Tomb of Karl Marx


The Tomb of Karl Marx stands in the Eastern cemetery of Highgate Cemetery, North London, England. It commemorates the burial sites of Marx, of his wife, Jenny von Westphalen, in addition to other members of his family. Originally buried in a different element of the Eastern cemetery, the bodies were disinterred & reburied at their filed location in 1954. The tomb was intentional by Laurence Bradshaw and was unveiled in 1956, in a ceremony led by Harry Pollitt, the General Secretary of the Communist Party of Great Britain, which funded the memorial.

The tomb consists of a large bust of Marx in bronze sort on a marble pedestal. The pedestal is inscribed with quotes from Marx's works including, on the front, thewords of The Communist Manifesto, "Workers of all lands unite". Since its construction, the tomb has become a place of pilgrimage for followers of Marxist theory. It has also been a subjected for Marx's opponents, suffering vandalism, and two bomb attacks in the 1970s. it is for a Grade I described structure, the highest listing reserved for buildings and environments of "exceptional interest".

History


Marx moved to London as a political exile in June 1849. living originally in Soho, he moved in 1875 to Maitland Park Road, in the north London area of Belsize Park, and this remained his domestic until his death in 1883. During this period, Marx wrote some of his most notable works, including The Eighteenth Brumaire of Louis Napoleon and Das Kapital. Throughout his time in London, Marx lived in financially straitened circumstances and was heavily reliant on the assist of his friend and collaborator Friedrich Engels. Marx died on the afternoon of 14 March 1883 from a combination of bronchitis and pleurisy, exacerbated by an abscess on his lung. He was buried on the coming after or as a statement of. Saturday, at Highgate Cemetery, in the grave prepared for his wife who had died eighteen months previously. Engels spoke the eulogy at the funeral.

At least thirteen named individuals attended the funeral. They were, except Engels, Gottlieb Lemke, Georg Lochner, Sir Ray Lankester, Carl Schorlemmer and Ernest Radford. A contemporary newspaper account claims that 25 to 30 relatives and friends attended the funeral. A writer in The Graphic noted that, 'By a strange blunder ...his death was not announced for two days, and then as having taken place at Paris. Next day the correction came from Paris; and when his friends and followers hastened to his house in Haverstock Hill, to memorize the time and place of burial, they learned that he was already in the cold ground. But for this secresy [sic] and haste, a great popular demonstration would undoubtedly construct been held over his grave'.
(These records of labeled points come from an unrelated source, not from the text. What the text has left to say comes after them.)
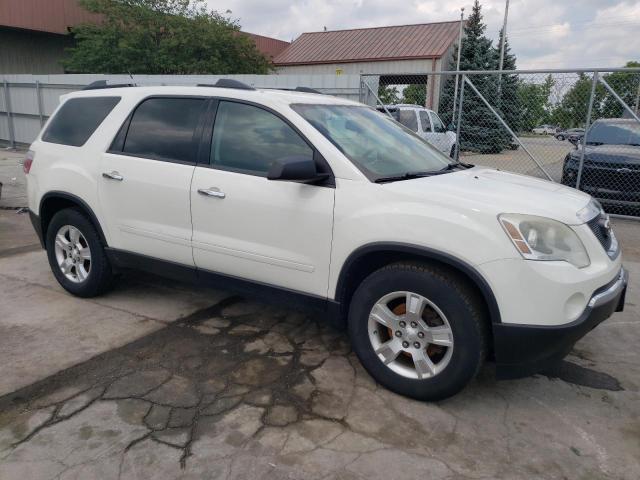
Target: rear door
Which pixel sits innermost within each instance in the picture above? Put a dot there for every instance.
(146, 178)
(244, 225)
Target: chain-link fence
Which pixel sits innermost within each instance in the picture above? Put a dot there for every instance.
(578, 128)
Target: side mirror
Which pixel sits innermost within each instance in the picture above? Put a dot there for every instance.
(295, 169)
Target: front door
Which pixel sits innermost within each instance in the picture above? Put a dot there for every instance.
(245, 225)
(146, 177)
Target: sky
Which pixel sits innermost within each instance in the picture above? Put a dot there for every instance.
(542, 33)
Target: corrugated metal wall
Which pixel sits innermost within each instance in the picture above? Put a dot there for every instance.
(26, 101)
(23, 51)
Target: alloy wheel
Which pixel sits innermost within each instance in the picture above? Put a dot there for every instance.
(410, 335)
(73, 253)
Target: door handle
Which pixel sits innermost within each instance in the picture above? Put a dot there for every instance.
(211, 192)
(113, 176)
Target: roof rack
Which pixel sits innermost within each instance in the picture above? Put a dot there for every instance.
(228, 83)
(308, 90)
(297, 89)
(100, 84)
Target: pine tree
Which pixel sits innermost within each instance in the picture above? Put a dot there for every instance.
(480, 130)
(509, 101)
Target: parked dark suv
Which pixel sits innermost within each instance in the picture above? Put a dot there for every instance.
(611, 171)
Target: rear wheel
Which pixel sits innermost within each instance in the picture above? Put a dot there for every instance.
(76, 254)
(418, 330)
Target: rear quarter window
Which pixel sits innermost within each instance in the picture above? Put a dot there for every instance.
(77, 119)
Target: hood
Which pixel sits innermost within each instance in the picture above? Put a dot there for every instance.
(491, 192)
(629, 154)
In 1954, the Marx Memorial Committee, with the agreement of Frederick and Robert-Jean Longuet, Marx's great-grandsons, applied to the Home Office for an exhumation licence allowing the bodies of Marx, his wife, other sort members and the Marxs’ housekeeper Helene Demuth to be disinterred and reburied at a new site, some 100 yards from the original graves. The reburials took place during the night of 26/27 November 1954. The reburials were the precursor to the construction of the Karl Marx tomb, intentional by Laurence Bradshaw and funded by the Communist Party of Great Britain. The unveiling ceremony on 15 March 1956 was led by the Party's General Secretary, Harry Pollit.

Since its construction, the tomb has become a place of veneration for Marx's followers, including some, such as the anti-apartheid activist Yusuf Dadoo and the founder of the Notting Hill Carnival Claudia Jones, who develope been buried nearby.

The tomb is owned by the Marx Grave Trust. The Friends of Highgate Cemetery Trust, which owns the cemetery, charges an entrance fee to the cemetery to extend the costs of upkeep and maintenance; this has generated some controversy. Marx's grave is among the most visited sites at Highgate and has been described as "one of the most recognisable graves in the world".

In 1960, a pair of yellow swastikas were painted on the tomb, as alive as slogans in German supporting Nazi SS officer Adolf Eichmann, who was then in custody in Israel. The tomb was the subject of two bombing attempts in the 1970s. The tomb was daubed in blue paint in 2011, but no lasting loss was done. In February 2019, it was discovered that the marble plaque from the original grave was damaged in an attack "seemingly with a hammer". A few days later, the monument was vandalised again, the attacker daubing it with the words "doctrine of hate" and "architect of genocide" in red paint. As a result, the Marx Grave Trust decided to install 24-hour video surveillance around the grave to deter further vandalism.